Regardless of whether the economy is booming or busting, organizations want to ensure that their investments in information systems (IS) are successful. Managers make these investments to address a business need or opportunity, so it is important to identify whether the systems meet the organization.s goals. Keen (1987) described the mission of IS as:

The effective design, delivery, use and impact of information technologies in organizations and society. The term "effective" seems key. Surely the IS community is explicitly concerned with improving the craft of design and the practice of management in the widest sense of both those terms. Similarly, it looks at information technologies in their context of real people in real organizations in a real society (p. 3).

Based on Keen.s view of information systems, we believe the evaluation of the "effectiveness" or "success" of information systems is an important aspect of the information systems field in both research and practice. However, the manner in which we evaluate the success of an information system has changed over time as the context, purpose, and impact of IT has evolved. It is, therefore, essential to understand what these changes have been and what they mean for the future.

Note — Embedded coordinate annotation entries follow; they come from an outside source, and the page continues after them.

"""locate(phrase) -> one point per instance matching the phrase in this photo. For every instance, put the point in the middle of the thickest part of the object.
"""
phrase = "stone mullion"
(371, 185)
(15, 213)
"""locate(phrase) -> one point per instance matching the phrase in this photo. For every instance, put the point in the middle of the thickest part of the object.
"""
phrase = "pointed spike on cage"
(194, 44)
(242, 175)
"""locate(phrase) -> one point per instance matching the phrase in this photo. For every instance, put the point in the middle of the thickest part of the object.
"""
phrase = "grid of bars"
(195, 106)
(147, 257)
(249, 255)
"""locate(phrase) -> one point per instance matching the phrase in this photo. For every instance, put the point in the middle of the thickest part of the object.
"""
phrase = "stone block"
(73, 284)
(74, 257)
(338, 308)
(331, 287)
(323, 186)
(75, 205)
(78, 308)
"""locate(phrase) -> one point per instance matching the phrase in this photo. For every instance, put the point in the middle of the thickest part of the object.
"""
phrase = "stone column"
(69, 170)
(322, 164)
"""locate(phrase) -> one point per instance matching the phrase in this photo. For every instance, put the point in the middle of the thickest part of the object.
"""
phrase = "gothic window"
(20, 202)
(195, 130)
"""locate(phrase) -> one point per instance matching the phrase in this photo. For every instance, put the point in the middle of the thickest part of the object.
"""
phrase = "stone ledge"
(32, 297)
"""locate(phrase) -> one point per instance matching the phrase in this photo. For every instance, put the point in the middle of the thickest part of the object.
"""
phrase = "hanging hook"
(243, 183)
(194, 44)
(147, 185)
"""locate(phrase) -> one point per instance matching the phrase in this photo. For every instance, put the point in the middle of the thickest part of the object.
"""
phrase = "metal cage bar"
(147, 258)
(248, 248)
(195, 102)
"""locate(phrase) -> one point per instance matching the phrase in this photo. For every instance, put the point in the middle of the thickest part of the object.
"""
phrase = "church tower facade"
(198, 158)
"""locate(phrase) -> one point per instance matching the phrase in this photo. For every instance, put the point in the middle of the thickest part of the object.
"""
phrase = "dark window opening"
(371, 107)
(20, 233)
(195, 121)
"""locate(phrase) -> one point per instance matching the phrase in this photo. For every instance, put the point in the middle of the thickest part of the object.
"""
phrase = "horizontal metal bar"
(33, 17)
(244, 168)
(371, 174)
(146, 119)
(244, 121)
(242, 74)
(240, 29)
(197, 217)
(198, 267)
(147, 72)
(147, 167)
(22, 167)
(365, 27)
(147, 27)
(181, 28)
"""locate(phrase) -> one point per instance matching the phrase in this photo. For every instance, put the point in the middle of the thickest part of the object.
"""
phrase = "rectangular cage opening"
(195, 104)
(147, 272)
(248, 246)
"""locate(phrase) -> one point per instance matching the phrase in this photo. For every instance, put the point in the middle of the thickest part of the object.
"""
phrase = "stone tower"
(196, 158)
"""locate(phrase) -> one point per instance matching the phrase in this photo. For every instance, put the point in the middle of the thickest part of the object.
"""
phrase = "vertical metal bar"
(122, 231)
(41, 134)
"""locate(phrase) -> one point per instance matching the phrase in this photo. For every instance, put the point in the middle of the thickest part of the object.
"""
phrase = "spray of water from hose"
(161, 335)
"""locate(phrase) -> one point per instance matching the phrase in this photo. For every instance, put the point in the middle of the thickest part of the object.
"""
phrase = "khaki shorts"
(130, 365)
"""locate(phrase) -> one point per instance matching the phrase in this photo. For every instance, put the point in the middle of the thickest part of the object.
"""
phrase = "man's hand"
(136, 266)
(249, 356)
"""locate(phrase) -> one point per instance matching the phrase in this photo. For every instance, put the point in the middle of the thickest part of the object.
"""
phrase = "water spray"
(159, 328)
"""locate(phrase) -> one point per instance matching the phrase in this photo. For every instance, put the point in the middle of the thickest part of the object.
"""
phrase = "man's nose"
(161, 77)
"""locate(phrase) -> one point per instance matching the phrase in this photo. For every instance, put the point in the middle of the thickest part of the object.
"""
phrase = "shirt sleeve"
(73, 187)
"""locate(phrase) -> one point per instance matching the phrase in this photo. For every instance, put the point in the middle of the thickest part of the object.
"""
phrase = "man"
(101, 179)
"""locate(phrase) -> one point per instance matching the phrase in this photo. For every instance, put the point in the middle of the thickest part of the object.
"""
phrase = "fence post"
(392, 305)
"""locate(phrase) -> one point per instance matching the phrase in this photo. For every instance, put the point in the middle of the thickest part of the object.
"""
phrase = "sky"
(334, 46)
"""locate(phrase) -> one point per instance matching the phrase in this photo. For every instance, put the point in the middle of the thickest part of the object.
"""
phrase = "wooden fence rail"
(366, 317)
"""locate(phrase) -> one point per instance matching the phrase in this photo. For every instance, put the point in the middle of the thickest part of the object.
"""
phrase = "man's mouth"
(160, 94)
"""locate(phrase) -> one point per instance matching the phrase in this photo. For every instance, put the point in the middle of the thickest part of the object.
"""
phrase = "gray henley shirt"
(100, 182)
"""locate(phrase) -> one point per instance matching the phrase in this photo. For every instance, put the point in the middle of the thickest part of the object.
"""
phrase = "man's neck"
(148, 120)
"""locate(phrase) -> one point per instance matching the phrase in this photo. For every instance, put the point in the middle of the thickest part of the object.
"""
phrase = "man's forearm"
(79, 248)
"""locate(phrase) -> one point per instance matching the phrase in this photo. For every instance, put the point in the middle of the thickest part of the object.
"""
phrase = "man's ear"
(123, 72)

Information systems success research evaluates the effective creation, distribution, and use of information via technology. As information technology has developed since the mid-1950s, information has become more voluminous, more ubiquitous, and more accessible by all. If we believe that information is power, this progress in information availability has changed the power dynamics of relationships between corporations and consumers, between buyers and suppliers, between small business and large business, and between citizens and their governments. Thus, the measurement of IS success has become ever more complex while, at its core, still simple.

The complexity arises because the uses and users of information systems are ever expanding. Therefore, the context has infinite possibilities in terms of the purpose of an IS and the definition of its stakeholders. Yet the measurement of information systems success at its core is still simple because there are consistent key elements in the measurement of success, such as information quality, system quality, use, and outcomes. The challenge that researchers and practitioners face today is, as the sophistication of information systems and their users increases, we can lose sight of the basics. Relevance, timeliness, and accuracy of information are still key to IS success, even as our information systems, and the measures of these systems, grow increasingly more complex.